Generating Prime Numbers in a Range (Was: LINQ Challenge), Part 3 – Sieve Me One
It’s time for the big guns. We’ve already seen simple optimizations to the problem of generating the prime numbers in a range.
A completely different approach, the Sieve of Eratosthenes, is based on a very simple idea. Write down all the numbers in the range {1…N}. Mark 2 as prime. Now strike out every multiple of 2 as composite. Move on to the next number that is not marked as composite yet, and strike out every multiple of it as composite. (The next number, incidentally, is 3; then 5; then 7; and so on.)
After Sqrt[N] steps you have a list of all prime numbers; these are the numbers you did not strike out as composite. An implementation:
static int[] Sieve(IEnumerable<int> range)
{
int highBound = range.Last();
bool[] sieve = new bool[highBound];
int sqrt = (int)Math.Sqrt(highBound);
for (int i = 2; i <= sqrt; ++i)
{
if (sieve[i - 1])//this was already marked as composite
continue;
for (int j = 2 * i; j <= sieve.Length; j += i)
sieve[j - 1] = true;//composite
}
sieve[1 - 1] = true;//1 is not prime
List<int> numbers = new List<int>();
for (int i = 1; i <= sieve.Length; ++i)
if (!sieve[i - 1])
numbers.Add(i);
return numbers.ToArray();
}
The biggest drawback of using a sieve is its memory utilization. We’re using O(N) bytes of memory to store Boolean variables representing whether the number is prime or composite. [To save initialization costs, I assume that sieve[i] is false if the number is prime; otherwise, we’d have to initialize the sieve to true, which is a costly operation. BTW, it’s possible to use a single bit per integer instead of a whole bool. This is left as an exercise for the reader.]
As for the runtime complexity, well, we’re doing at most Sqrt[N] iterations through the sieve with values {2…Sqrt[N]}. For each value k in this range, we perform (N/k)-1 operations, marking the elements in the sieve as composite. One attempt to arrive to an upper bound is by saying that we have at most Sqrt[N] iterations and each iteration performs at most N/2 operations, hence we have ourselves an O(N^(3/2)) algorithm. However, this upper bound is very far from being tight, and the real upper bound is somewhere between O(N) and O(N(Log[Log[N]])).
Fortunately, the sieve fares very well in comparison to the other alternatives, because the whole purpose of our little exercise is to generate prime numbers in a big range. If we were concerned with primality testing of a small set of numbers, a sieve wouldn’t fit our purposes*; here, however, it scales much better than the iterative alternatives.
Here are some results: [run times in ms, “Full”, “Sqrt” and “SqrtN2” refer to the algorithms presented in the previous posts]

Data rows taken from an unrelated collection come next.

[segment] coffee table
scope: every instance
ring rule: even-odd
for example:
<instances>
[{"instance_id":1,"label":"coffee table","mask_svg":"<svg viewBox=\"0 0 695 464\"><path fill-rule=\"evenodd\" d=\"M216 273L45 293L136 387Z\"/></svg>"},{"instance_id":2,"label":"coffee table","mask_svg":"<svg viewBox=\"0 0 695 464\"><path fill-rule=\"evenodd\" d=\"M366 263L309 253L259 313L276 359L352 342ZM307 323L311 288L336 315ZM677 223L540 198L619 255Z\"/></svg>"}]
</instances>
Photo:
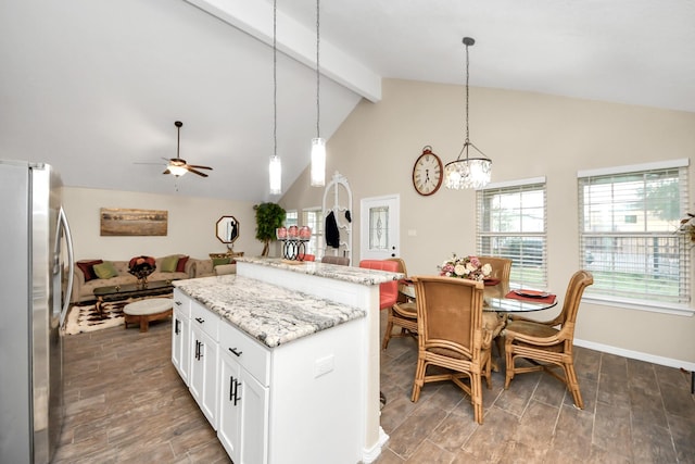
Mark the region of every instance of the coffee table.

| N | Full | Sqrt | SqrtN2 | Sieve |
| 9998 | 52 | 2 | 1 | 0 |
| 12998 | 81 | 3 | 1 | 0 |
| 16898 | 139 | 4 | 2 | 0 |
| 21968 | 277 | 7 | 3 | 0 |
| 28559 | 371 | 8 | 4 | 0 |
| 37127 | 603 | 13 | 7 | 1 |
| 48265 | 954 | 17 | 9 | 1 |
| 62745 | 1554 | 24 | 13 | 2 |
| 81569 | 3051 | 38 | 21 | 3 |
| 106040 | | 55 | 30 | 4 |
| 137852 | | 81 | 43 | 5 |
| 179208 | | 117 | 62 | 7 |
| 232971 | | 173 | 89 | 9 |
| 302862 | | 237 | 132 | 12 |
| 393721 | | 346 | 182 | 17 |
| 511837 | | 482 | 250 | 23 |
| 665388 | | 680 | 352 | 31 |
| 865005 | | 963 | 506 | 41 |
| 1124507 | | 1452 | 775 | 74 |
| 1461859 | | 1943 | 999 | 76 |
| 1900417 | | 2743 | 1493 | 133 |
| 2470542 | | | 2008 | 134 |
| 3211705 | | | | 187 |
| 4175217 | | | | 349 |
| 5427782 | | | | 651 |
| 7056117 | | | | 1048 |
| 9172952 | | | | 1680 |
| 11924838 | | | | 2224 |
Note that the sieve beats the iterative algorithms by a factor of 10 and sometimes more, making it a much more likely option for generating prime numbers in a large range (more than 11,000,000 numbers scanned in just a little more than 2 seconds). In our final installment, we’ll examine the Sieve of Atkin, a final refinement to the idea of generating primes using a sieve.
* The whole idea of a sieve is feasible if you’re testing a very large range of numbers. If the method was called to calculate prime numbers in a range {K…K+100} where K is very large, creating a sieve up to K+100 would be prohibitive. Hence, for the measurements I used 1-based ranges.